Really the hardest part is the os part. Os9 to osx when the base is actually objective c … hence nextstep (the real osx) can move from hardware to software, and run on intel. Apple just to maintain it secretly for years.
Yes osx always can run on intel. Just os9 and all this carbon thing etc thing that is the baggage that has to leave behind. That is a decade of work. But not to migrate os9.
For the arm as pointed out by others, the NVIDIA is an issue. Given N can be a Trillion dollar firm … I think Apple car may not be the best next move. Apple ai for the rest of us might be. How to make that transition ….
> I am not sure about coded in c part … osx is … but is os9 Pascal plus assembler?
Not to any significant extent. The leaked System 7 code I've seen was mostly C and assembler, with a couple of isolated Pascal files in specific areas (mostly Apple Events and CommToolbox). I can't imagine they added much more Pascal after that.

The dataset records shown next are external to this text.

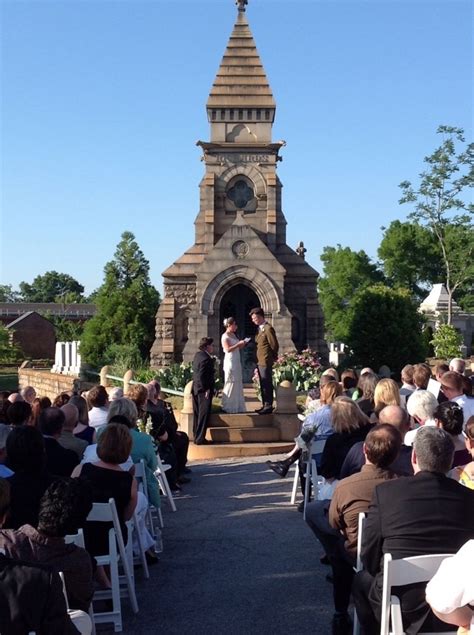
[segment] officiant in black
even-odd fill
[[[214,395],[214,351],[212,337],[203,337],[193,360],[193,432],[194,443],[203,445]]]

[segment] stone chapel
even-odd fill
[[[318,301],[318,272],[304,245],[286,244],[282,184],[277,175],[284,141],[272,142],[276,103],[245,5],[207,100],[210,141],[198,141],[205,174],[194,244],[163,272],[164,298],[156,316],[151,366],[191,361],[203,336],[219,344],[223,319],[236,318],[239,337],[255,335],[249,318],[261,306],[280,351],[306,347],[327,357]],[[216,353],[219,346],[216,346]],[[244,381],[254,368],[243,350]]]

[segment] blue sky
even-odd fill
[[[2,0],[0,279],[88,292],[124,230],[153,283],[194,242],[198,139],[233,0]],[[468,0],[249,0],[277,101],[288,244],[376,258],[439,124],[472,138]],[[407,255],[408,257],[409,255]]]

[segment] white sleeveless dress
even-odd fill
[[[222,389],[222,409],[225,412],[245,412],[244,386],[242,383],[242,365],[240,349],[226,353],[224,342],[234,346],[239,339],[232,333],[224,333],[221,338],[224,349],[224,388]]]

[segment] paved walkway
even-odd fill
[[[137,571],[139,614],[123,601],[125,633],[331,632],[329,569],[290,505],[293,472],[280,479],[266,459],[191,464],[192,483],[177,499],[178,511],[163,504],[160,563],[148,581]]]

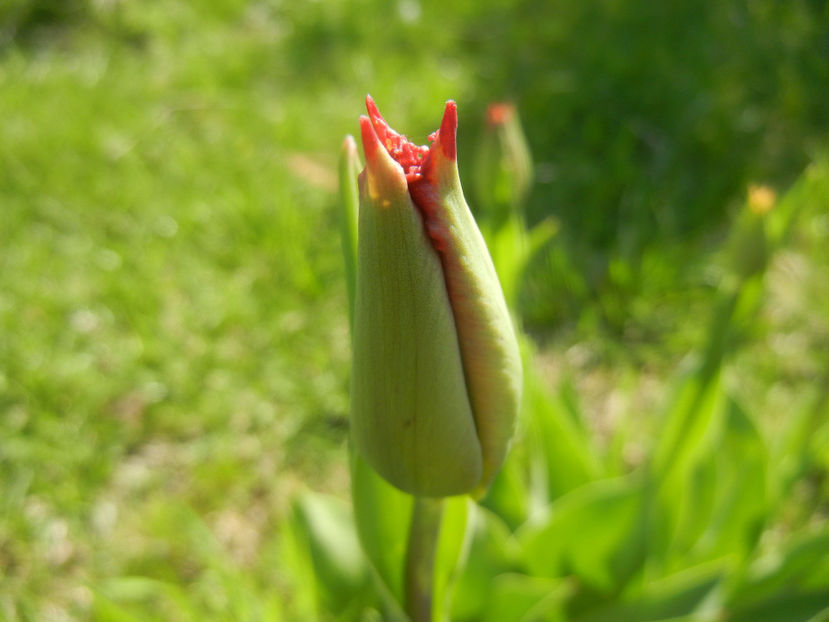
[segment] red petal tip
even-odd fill
[[[503,125],[515,114],[515,106],[510,102],[495,102],[487,106],[486,120],[490,125]]]
[[[457,133],[458,133],[458,106],[453,100],[446,102],[443,111],[443,121],[440,122],[440,134],[438,140],[443,155],[450,160],[457,157]]]
[[[366,110],[368,110],[368,116],[372,123],[377,124],[379,121],[383,125],[387,125],[386,120],[380,114],[380,110],[377,108],[377,104],[374,103],[371,95],[366,95]]]
[[[366,157],[366,162],[373,160],[381,145],[371,120],[365,115],[360,116],[360,136],[363,139],[363,155]]]

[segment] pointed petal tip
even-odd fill
[[[360,117],[360,136],[363,141],[363,156],[366,166],[364,173],[367,175],[369,185],[377,192],[386,193],[389,196],[402,192],[408,196],[408,186],[403,168],[380,142],[380,136],[371,119],[362,115]]]
[[[363,155],[366,162],[373,160],[377,154],[377,149],[381,146],[380,139],[377,138],[371,119],[365,115],[360,115],[360,137],[363,140]]]
[[[374,125],[377,125],[378,122],[386,125],[386,120],[383,118],[383,115],[380,114],[380,109],[377,107],[377,104],[374,103],[371,95],[368,94],[366,94],[366,110],[368,111],[368,116]]]
[[[349,156],[352,153],[357,153],[357,143],[355,142],[354,137],[351,134],[346,134],[345,138],[343,138],[342,150]]]
[[[443,111],[443,120],[440,122],[440,133],[438,140],[443,155],[450,160],[457,158],[457,133],[458,133],[458,106],[455,100],[450,99],[446,102],[446,108]]]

With the rise of networking and multimedia this was also an incredibly chaotic time and I suspect some of the problems with the big OS rewrites stem from that. Microsoft did a better job getting something useful shipped. I don't know if it ever got documented but I'm curious whether there was any serious push to build on the nanokernel work incrementally rather than do the big rewrite.
Linus stuck with C, because Linux is an UNIX kernel clone, and Linus hates C++ no matter what, thus C.
Plenty of other OSes were quite successful using C++, BeOS (which only failed due to NeXT acquisition, could have been the other way around), Symbian, IBM mainframes eventually started adding C++ alongside PL/S and PL.8, on Windows many of those C APIs are actually C++ code exposed as extern "C" {}, and many other examples.
I’m curious, why is C bad at the OS level? It seems like having stuff like classes as improved structs would be helpful as long as you avoid pitfalls like virtual functions/STL containers. C++ compiled without the STL and specific features like virtual seems like entirely an improvement for writing an OS
OS's have limits on when you can do some stuff - for example allocating/deleting stuff in an interrupt handler (and the associated code that interacts with it) - mostly you code around this by just not doing it if you possibly can - but C++ might be doing this behind your back. And when you do need to do it you will likely use a special allocator and associated heap that knows how to interact safely with ISRs - just doing a 'new' without being able to say "where" and "how" is a problem. And then you have to be able to delete/free it the correct way too.
Essentially it means that an important chunk of the language and standard library are off limits in an important part of an OS, and lots of evil bugs are available to people new to the game who just blindly new stuff (or let the compiler do it behind their back)
RAII, templates and inline instead of macros, safer enums, strong types than plain C as less implicit conversions are allowed, namespaces instead of prefix, classes as modules with proper invariants, safer strings and arrays.
Once code was in C (which was being standardized), they could work on porting across CPU's. The huge mistakes of Copland and Taligent were largely due to trying to also jump into some variant of C++ and object-oriented language at the OS level. Of course, that was at the same time Linus stuck with C for Linux and made much more relative headway.
This also gave Apple a lot more leverage in the application space. They spun applications out to Claris originally because the apps were such a pain point, but once C and MPW settled they could duck MS O$$ice leverage/fees with their own more integrated approach (and sell Works + round pink blobs to creatives et al). That made it feasible for Steve to ink the deal with Bill to keep Microsoft apps relevant on Mac's, when most of the other vendors were giving up on that 10% of PC share.